Michael Cross 

At the leading Edge

Bracknell Forest finds itself leading the smartcard revolution, as the council-backed Edge system takes care of everything from school meals to library loans. Michael Cross reports.
  
  


In the dinner queue at Ranelagh Church of England comprehensive school, Bracknell, tomorrow's citizens are already well used to ID cards.

At the till, children pay for their food with smart cards charged with cash credits. The system allows a maximum spend of £5 a day; parents know the money is being spent on food rather than other temptations. Children who get free school meals go through exactly the same process, avoiding any stigma.

The same smart card, called Edge, issued by Bracknell Forest borough council, registers each child's attendance at school. It also identifies them at public libraries.

Bracknell Forest sees schoolchildren and library users as the vanguard of its ambition for each one of the Thames Valley's 110,000 residents to hold an Edge card. So far, it has issued nearly 18,000, in a project costing £5.6 million. The council claims that Edge is the most advanced multi-function smart card in the UK. How the card will fit in with the national scheme, however, remains uncertain.

Bracknell Forest began to consider smart cards in 1998. The idea came from the leader of an incoming Conservative administration, Paul Bettison, who was taking a lot of flak for cutting a bus pass scheme.

"People were saying: 'It's the only thing the council has ever done for me, and you're taking it away'. I thought we ought to be giving something back," he says. Bettison's original idea was a loyalty card giving local discounts at the council's swimming pools and leisure centres.

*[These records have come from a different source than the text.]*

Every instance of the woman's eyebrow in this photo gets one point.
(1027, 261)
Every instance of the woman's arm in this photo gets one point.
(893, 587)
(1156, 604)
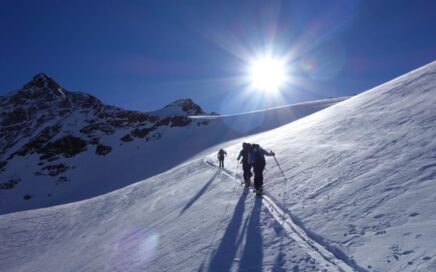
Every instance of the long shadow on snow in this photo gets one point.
(226, 252)
(252, 256)
(199, 194)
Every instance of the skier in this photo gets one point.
(246, 166)
(220, 156)
(257, 159)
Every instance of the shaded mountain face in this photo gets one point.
(59, 146)
(45, 121)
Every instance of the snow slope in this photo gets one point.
(354, 191)
(59, 146)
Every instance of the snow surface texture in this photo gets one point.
(354, 190)
(60, 146)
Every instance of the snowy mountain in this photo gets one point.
(353, 190)
(59, 146)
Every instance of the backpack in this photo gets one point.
(256, 157)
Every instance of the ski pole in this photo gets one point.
(280, 168)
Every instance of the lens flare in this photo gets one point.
(268, 74)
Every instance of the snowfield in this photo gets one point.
(354, 190)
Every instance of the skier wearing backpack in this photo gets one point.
(257, 159)
(246, 165)
(220, 157)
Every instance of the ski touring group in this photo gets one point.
(251, 156)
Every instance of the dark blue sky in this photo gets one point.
(144, 54)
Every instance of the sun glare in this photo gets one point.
(267, 74)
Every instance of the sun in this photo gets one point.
(267, 74)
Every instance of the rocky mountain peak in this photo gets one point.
(42, 81)
(186, 105)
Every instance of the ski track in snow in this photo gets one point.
(296, 231)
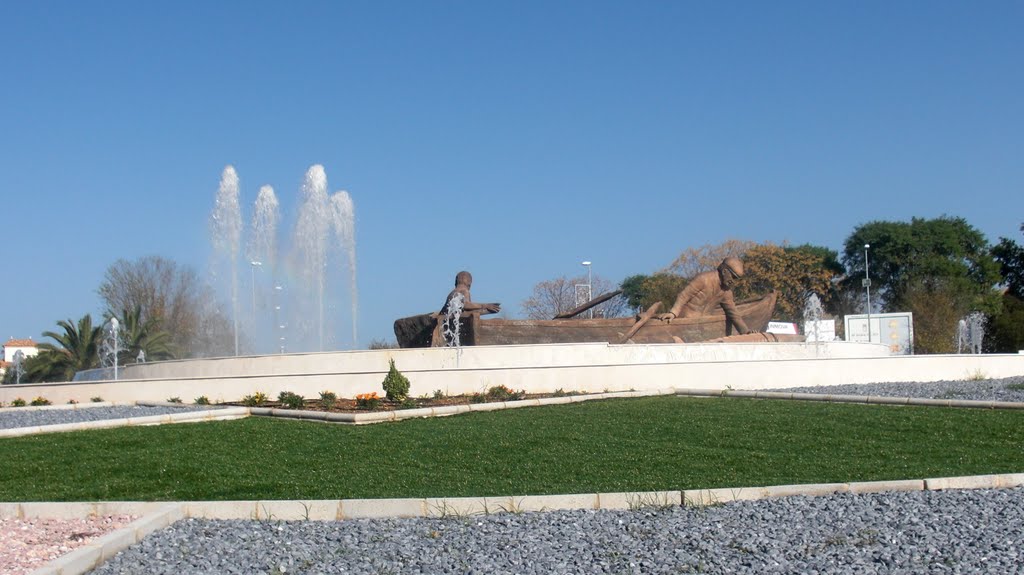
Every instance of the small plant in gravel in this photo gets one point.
(328, 399)
(502, 393)
(395, 385)
(368, 400)
(291, 400)
(255, 400)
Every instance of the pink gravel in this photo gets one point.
(27, 544)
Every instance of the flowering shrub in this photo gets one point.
(291, 400)
(255, 400)
(502, 393)
(368, 400)
(395, 385)
(327, 399)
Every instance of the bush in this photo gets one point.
(291, 400)
(255, 400)
(328, 399)
(395, 385)
(368, 400)
(502, 393)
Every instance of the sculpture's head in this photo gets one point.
(729, 271)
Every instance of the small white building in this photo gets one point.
(12, 346)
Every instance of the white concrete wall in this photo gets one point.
(540, 368)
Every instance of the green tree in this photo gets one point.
(938, 269)
(643, 291)
(1007, 327)
(902, 253)
(794, 272)
(143, 335)
(553, 297)
(76, 349)
(170, 298)
(1010, 255)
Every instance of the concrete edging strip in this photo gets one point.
(836, 398)
(160, 515)
(187, 416)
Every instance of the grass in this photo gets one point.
(647, 444)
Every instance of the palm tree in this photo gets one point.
(76, 350)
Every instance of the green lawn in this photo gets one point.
(597, 446)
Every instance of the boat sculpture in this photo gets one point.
(425, 330)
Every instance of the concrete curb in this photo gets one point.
(58, 407)
(399, 414)
(184, 417)
(159, 515)
(837, 398)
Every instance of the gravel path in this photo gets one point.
(974, 531)
(32, 417)
(1008, 389)
(978, 531)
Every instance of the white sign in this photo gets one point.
(782, 327)
(894, 329)
(820, 330)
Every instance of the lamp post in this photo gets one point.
(590, 285)
(867, 288)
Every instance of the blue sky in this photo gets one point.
(512, 139)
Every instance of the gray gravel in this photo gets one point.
(971, 531)
(32, 417)
(1008, 389)
(978, 531)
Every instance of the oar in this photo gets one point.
(596, 301)
(643, 319)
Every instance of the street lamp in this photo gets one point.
(590, 285)
(867, 288)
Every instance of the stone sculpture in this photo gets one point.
(709, 291)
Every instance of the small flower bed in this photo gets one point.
(368, 400)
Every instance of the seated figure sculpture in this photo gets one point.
(708, 291)
(463, 281)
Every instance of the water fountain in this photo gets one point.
(226, 229)
(971, 333)
(324, 234)
(111, 346)
(18, 365)
(813, 312)
(453, 316)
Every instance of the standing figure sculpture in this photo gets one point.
(708, 291)
(458, 302)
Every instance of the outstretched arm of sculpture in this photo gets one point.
(482, 308)
(681, 299)
(732, 314)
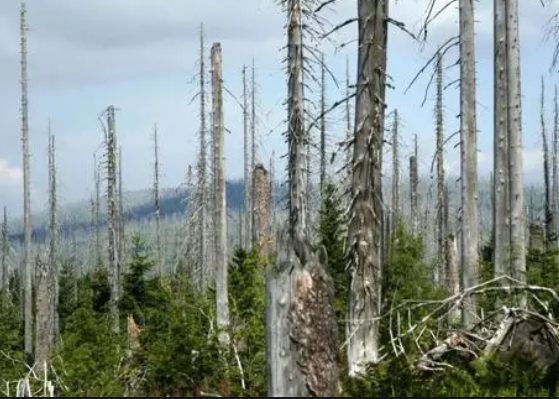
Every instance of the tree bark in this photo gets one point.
(366, 223)
(220, 221)
(501, 181)
(301, 324)
(514, 113)
(468, 131)
(113, 222)
(27, 261)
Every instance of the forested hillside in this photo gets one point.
(351, 262)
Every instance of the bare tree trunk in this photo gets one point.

After spending two years investigating multi-function technology, the council went ahead with a pilot. Originally, the card was to have seven functions: school meals, school registration, the Connexions youth reward scheme, youth club membership, library membership, car parking and an all-purpose "e-purse".

Six of these are going ahead. Parking was dropped because of the cost of fitting hardware at every car park. "Retro-fitting really wasn't worth it," says Vincent Paliczka, the council's director of leisure services.

The pilot showed that the technology worked. For the next phase, the council issued a 16k card with a dual interface, contact and contactless (which works by simply laying the card on a pad).

Each card has two e-purses: a closed purse which works only in schools and an open purse for other council services. The council set an arbitrary limit of £50 on the open purse, though in theory it could carry any sum.

All 13,000 members of the council's public libraries have received Edge cards in replacement for their membership cards. Not everyone was happy: a handful of people resisted having their photographs on the new cards. The compromise was to photograph the bar code on their old cardboard library card.

For holders under the age of 21, the card carries a date of birth. (Twenty one was chosen to allow Edge to work as a proof of age card for young-looking 18 to 21-year-olds.)

The next big leap will be to integrate the card in more sensitive council services. Home helps, for example, could carry hand-held card readers to create an electronic record of their visits from their clients' cards. Another plan is to issue a card compatible with London's Oyster transport card.

Bettison bubbles with ideas for the card as a behaviour-influencing instrument, starting with rewards for children who choose healthy lunches. He also sees no reason why the card has to be carried in a wallet. "Why not a council SIM card for mobile phones? We'd have the ability to know where the citizen is, as well as who they are."

Card security, so far, has been elementary. Children receive a card when they enroll at a school; adults by presenting two forms of identification at a library. Each card holder has a 16-digit unique number (issued to the council in a block by Apacs, the organisation that issues credit card numbers). For more sensitive applications, the council is considering biometrics.

However, much will depend on national decisions about multi-purpose cards. Bracknell Forest is trying to influence this work (and to ensure that it does not end up developing the Macintosh of smart cards while everyone else settles on Windows) by leading two projects funded by the Office of the Deputy Prime Minister. One is a collaboration between authorities in the Thames Valley, the other is coordinating work across England.

The big question is how these schemes will fit with the national scheme.

Phil Hope, minister for local e-government at the Office of the Deputy Prime Minister, cheerfully admitted this week that no one yet knows. "I think we will be looking at lots of different technologies. Some of Bracknell Forest's experience may well have lessons for the national project."

Whatever happens, Bettison says he has no regrets about taking the risk - despite receiving some political scars. "It's been a wonderful target for the opposition, who can always say 'shouldn't you be spending the money on social services?'.

"But I bet they would have said the same thing about the electric light," says Bettison. "The real question is, how much would it cost us not to do it?"